Many Americans may dismiss the news that a man working on a power pole was electrocuted as tragic but a risk associated with the profession. As an experienced Virginia (VA) electrical shock injury attorney, however, I know that such fatal accidents only occur because a regulation for working around electricity was violated. OSHA has some very specific safety procedures to protect electrical workers from shock.
An electrical regulation violation may be what killed Brian Gillis of Virginia Beach, VA, on the job in Lothian, Maryland (MD). He worked for a Virginia-based electrical contracting company and was working on a line when the tragic accident occurred.
Fire officials say despite receiving CPR, Gillis was pronounced dead at the scene. An investigation is ongoing, and I hope they can find proof if there are any violations so that his family can find recovery from his untimely death.
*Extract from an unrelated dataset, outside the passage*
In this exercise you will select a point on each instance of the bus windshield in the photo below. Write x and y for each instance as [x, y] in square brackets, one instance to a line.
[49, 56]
I am currently handling another electrical shock case involving a young man who lost most of the use of an arm and a leg. He was assisting a crane operator when the crane boom contacted with an overhead power line instantly carrying 18,000 volts straight down to our client who was steadying the crane cable. He was severely shocked and rendered unconscious.
His accident was investigated by the Virginia Occupational Safety and Health agency, which cited the company supplying the crane. The company did not dispute the charge and paid the citation, admitting to the electrical regulation violation in question. We retained a power and electrical expert as well as a crane operations expert to guide us on the pertinent facts and this case is currently in litigation at this time.